なんで、どうして、ルール違反じゃないのか、なんで。
とにかく混乱した。頭がぐちゃぐちゃになって、まともな思考すらも追いついてきやしない。
「……弱い。まるで戦意がない」
「う――」
「あんた、それでも罪を犯したことがあるの? 半端な覚悟で決行したって言うなら、犠牲になった人達が可哀想」
彼女に一体、何がわかるって言うんだ。
情けなく尻もちをついたまま、ただ口を堅く結ぶ。
「都合が悪くなると、黙る癖があるみたい」
図星。
そうだ、自分はいつだってそうやって殻を閉じてきた。あの夜……両親や弟を殺めた日が、最初で最後の決死の覚悟だった。
本当は……。
「何か言うことないわけ」
「……と、は」
「ったく、あの男もあの男だ。罪人同士を潰させるのであれば、力の強い弱い、意志の強い弱いは関係ないというのか」
「本当は、本当は自分だって――ッ!」
彼女はいきなり声を荒らげる自分に対し、たじろいだ。
いや、たじろぐと言うより……。
弟もしていた。わかる。
それは……同情の目だ。
「本当は、自分だってやりたくなかったんだ!」
「……ふうん」
「でも、今更、どこにも行けないから。自分は、自分のためじゃない。
自分を思って、ここまで導いてくれたエリアスのために……」
「あのノッポのことね。そう、わかった」
彼女は一歩、後ろに身を引いた。
このまま立ち去るのか。そう思ったのが、まだまだこの島で生き抜くには甘いと実感した瞬間だった。

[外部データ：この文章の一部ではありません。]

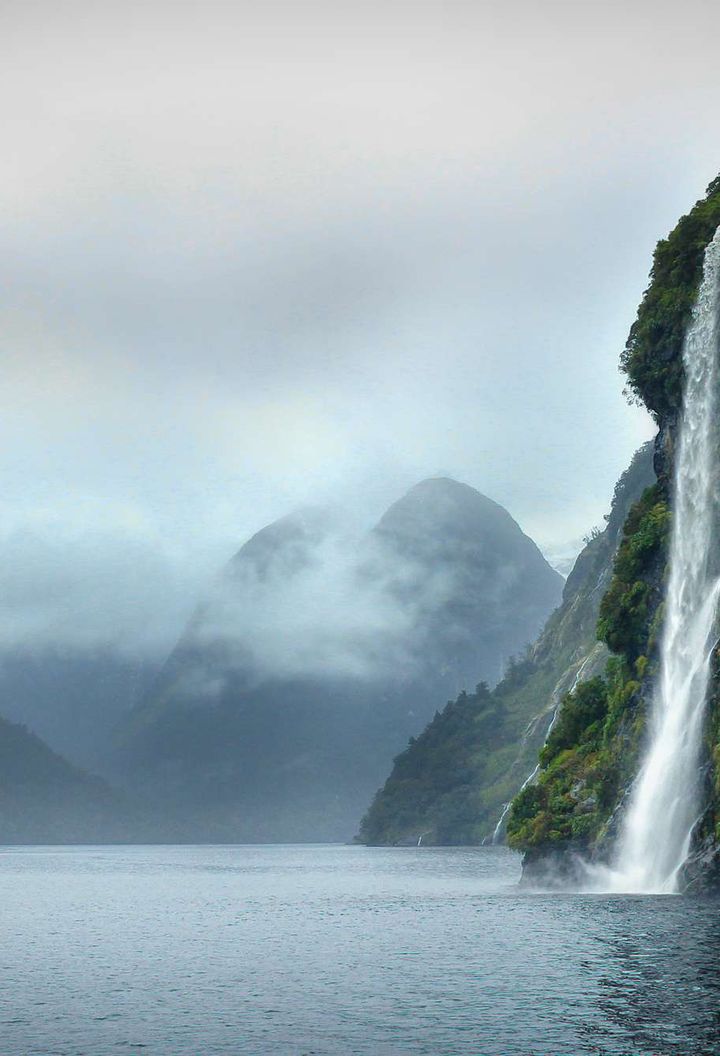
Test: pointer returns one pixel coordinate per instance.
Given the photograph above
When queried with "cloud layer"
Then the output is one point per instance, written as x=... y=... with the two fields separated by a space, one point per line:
x=256 y=257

「じゃあ、あのノッポのためにも。あんたをミンチにしてあ、げ、る!」
「ひっ――」
「あんたの覚悟はわかったわ。辛かったねえ、涙を流す程なんて」
彼女の発する言葉に狂気を感じた。
気付けば先程、恐怖しながら叫んだせいか、同情に怯えたせいか、涙が頬を濡らしていることに気付く。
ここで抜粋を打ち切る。